Sunday, April 1, 2012

Mzungu prices

Last summer when we took our first baby steps in Uganda, we were counseled about haggling. Bargaining. Bartering. The main idea: By all means, do it. If you don't they're nearly offended, we were told. And after witnessing bartering as a social interaction when we bought our furniture, I believe it. Here, with the exception of the kind of things you get receipts for, you barter.

Interesting side note: We have also had a number of friends mention a phenomenon for people buying things for their employer. The employee makes the purchase for x amount, and the person writing the receipt says, "For what amount should I make out the receipt?" As in, how much would you like to skim off ? A friend of ours was actually behind one of his workers in line a couple of weeks ago when this happened to his employee. True story.

But I digress. The reasons for bartering also include my rather expensive skin color. You see, many a salesperson will double or triple their prices for a fair-skinned maiden like myself--a mzungu price. In fact, we've been told, when the U.N. moved their headquarters to Entebbe not long ago, they didn't barter. They bought things at whatever prices they were given. After all, these people are impoverished, right?! But unfortunately, the result has been prices driven sky-high, influencing the entire region's economy. The price for a bag of flour, for example, has now doubled. Short-sighted moves like paying more than something's worth, it has been explained to me, can have ripples that actually end up hurting the poor.

So--I've been bartering a little in the marketplace. For the most part, one can get a lot better prices.
But it can be a little tricky to know when I should barter, or, say, figuring out when a seller is bluffing or really can't back down on a price.

Maybe that explains why I was a little hurt the other day when I got home from a homeschooling co-op meeting. My wonderful housekeeper, Oliver, had gotten some items from a local seller who was recommended to me.  When the seller told her the price, she said she wouldn't pay that mzungu price. She wanted the real price. Which my friendly seller then gave her. I've been in this house for six weeks now getting these items from this seller who was recommended to me from other eMi women. No one had recommended I barter, so I figured I shouldn't, and his prices wouldn't be inflated for unsuspecting mzungus.

Oops.

Well, you can probably tell by my recent posts that I have been feeling my foreignness lately. Even Oliver and I joke back and forth about the silly things mzungus do, which for a few days I've had to stop. It's just a little too close to home. Or should I say far away?

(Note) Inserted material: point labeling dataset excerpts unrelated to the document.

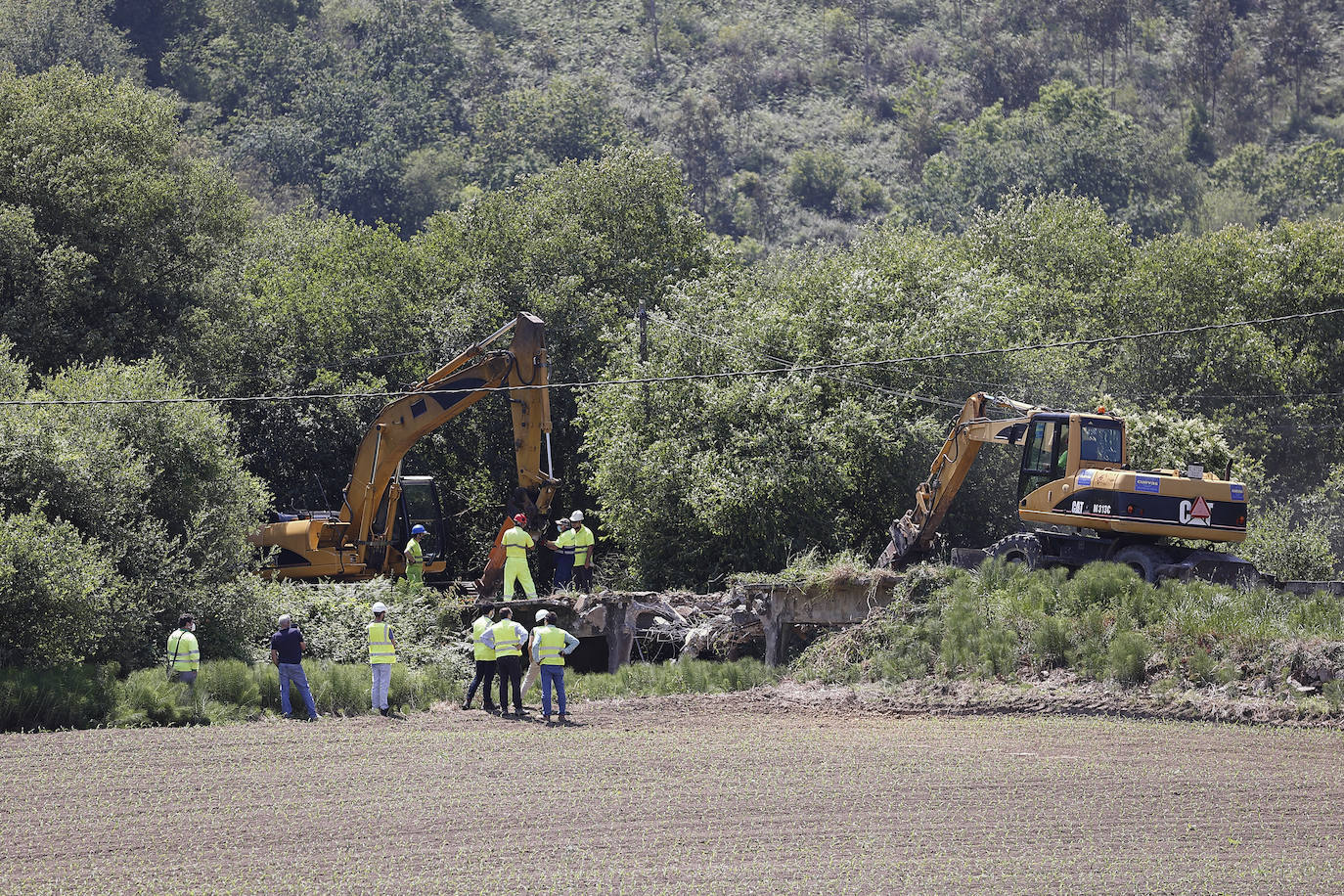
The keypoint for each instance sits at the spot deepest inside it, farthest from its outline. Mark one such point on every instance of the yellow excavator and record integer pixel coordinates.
(1081, 499)
(363, 539)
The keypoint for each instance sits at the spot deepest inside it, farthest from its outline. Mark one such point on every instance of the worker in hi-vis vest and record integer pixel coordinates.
(534, 668)
(416, 558)
(183, 651)
(550, 647)
(507, 639)
(579, 539)
(516, 544)
(381, 654)
(484, 659)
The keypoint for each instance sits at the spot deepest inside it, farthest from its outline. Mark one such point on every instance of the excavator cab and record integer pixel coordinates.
(420, 507)
(1045, 456)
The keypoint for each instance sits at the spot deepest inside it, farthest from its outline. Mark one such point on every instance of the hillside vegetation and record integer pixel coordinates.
(233, 199)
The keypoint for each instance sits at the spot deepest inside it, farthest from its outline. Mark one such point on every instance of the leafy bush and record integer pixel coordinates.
(1285, 551)
(335, 617)
(151, 506)
(691, 676)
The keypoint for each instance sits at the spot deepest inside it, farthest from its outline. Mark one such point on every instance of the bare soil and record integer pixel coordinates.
(768, 791)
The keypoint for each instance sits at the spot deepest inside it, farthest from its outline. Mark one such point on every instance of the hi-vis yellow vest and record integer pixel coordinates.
(381, 644)
(477, 630)
(189, 653)
(550, 641)
(506, 640)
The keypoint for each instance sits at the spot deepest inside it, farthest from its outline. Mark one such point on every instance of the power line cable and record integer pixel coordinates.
(687, 378)
(765, 353)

But then yesterday happened. That's when two nice guys from the power company, the source of a sizeable portion of mzungu frustration, showed up at my gate to read the meter. Odd, because we'd just gotten a (confusing) bill the day before. But they were there to cut off my power. Apparently the people living here before had not elected to pay their bill. Since our bill had arrived with a large, and now we understand erroneous, credit the month before, we hadn't paid said bill either. Gratefully, the very kind technicians acquiesed to Oliver's protestations that this was an error. But I had twelve hours to pay, they said. Understand that this means going to their office--you can't pay online--with a large sum of money and two very different bills and a notably pale-hued face. I felt confused, embarrassed, and angry as the exchange in Luganda ping-ponged back and forth between Oliver and the technicians.

So I brought the bill to Stephen, a local in our office, to help me understand. You'll need to go there and sort out the bill, he explained.

It's at that point I felt crocodile tears rolling down my cheeks. "I'm afraid they're going to treat me like a white woman," I whispered, embarrassed even more to be crying. Let's see how much money we can get out of her, I could hear the fictitious office personnel thinking. Not a fair stereotype on my behalf, mind you! But a fear, just the same.

I suppose we all have prices of some sort to pay, alonside the blessings, for the ways we look.

Epilogue: Very thankfully, I didn't have to go to the electric company. One of the local office staff, Semei, went on our behalf as he has done in so many other ways. Our power was not shut off. If it had, it wouldn't have been the biggest deal on earth (after all, we only have it 60% of the time anyway, right?) And it was good for me to reflect on what it's like to be a minority, or just what God asks of us when He tells us to be strangers here on earth....And to be fair, also upon reflection, it was also good to recognize the effect one's hormones might have on emotional stability. Ahem.